You brush your lips against his, “No Steve this time?” Bucky chuckles, a sly grin on his face as he moves even closer to you so that he can speak before inevitably kissing you.
The door slams open again, the man himself rushing into the safehouse. “We gotta make tracks, Buck! Just got word that the gunman is headin’ back this-” Steve stops gathering things up and shoving them into a duffel bag when he sees Bucky leaning over you on the couch. “Oh.”

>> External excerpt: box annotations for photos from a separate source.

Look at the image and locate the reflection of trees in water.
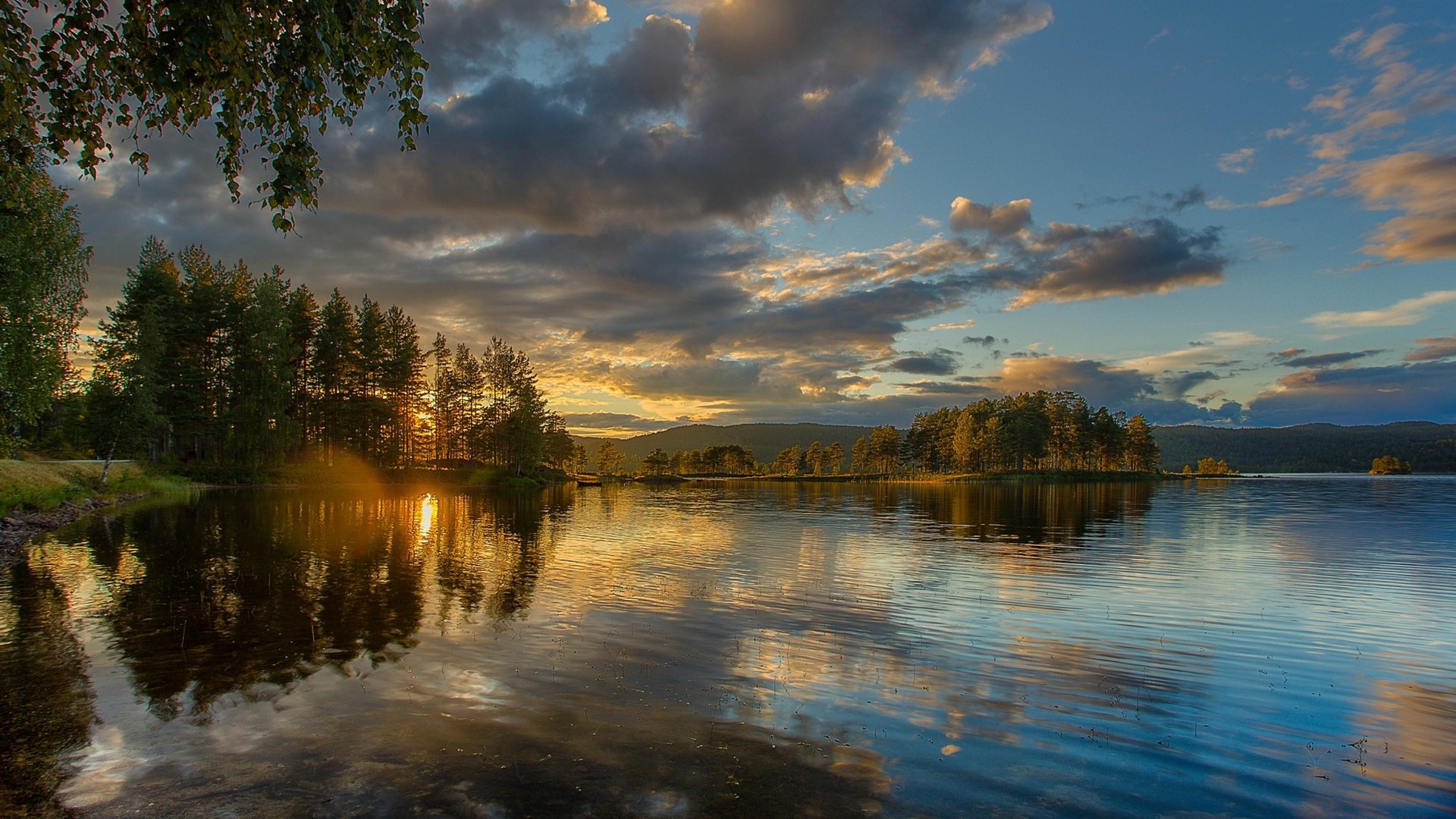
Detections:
[0,563,96,816]
[432,490,573,620]
[904,481,1156,545]
[89,493,565,718]
[92,494,422,718]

Bucky takes a deep breath through his nose and leans back to look at his friend over his shoulder, face dark with frustration. “Yeah, Sweetheart, without Steve this time. Because I’m goin’t kill him.”
Går du vår vei? // Are you going our way?
Nei. // No.
Sett deg i bilen. Vi kan kjøre deg til Kirkenes. // Get in the car. We can drive you to Kirkenes.
Beklager. Jeg føler meg uvel. Det er sannsynligvis en forkjølelse som går rundt komplekset med tanke på hvor syke andre mennesker føler seg. // Sorry. I feel unwell. It’s probably a cold that goes around the complex considering how sick other people feel.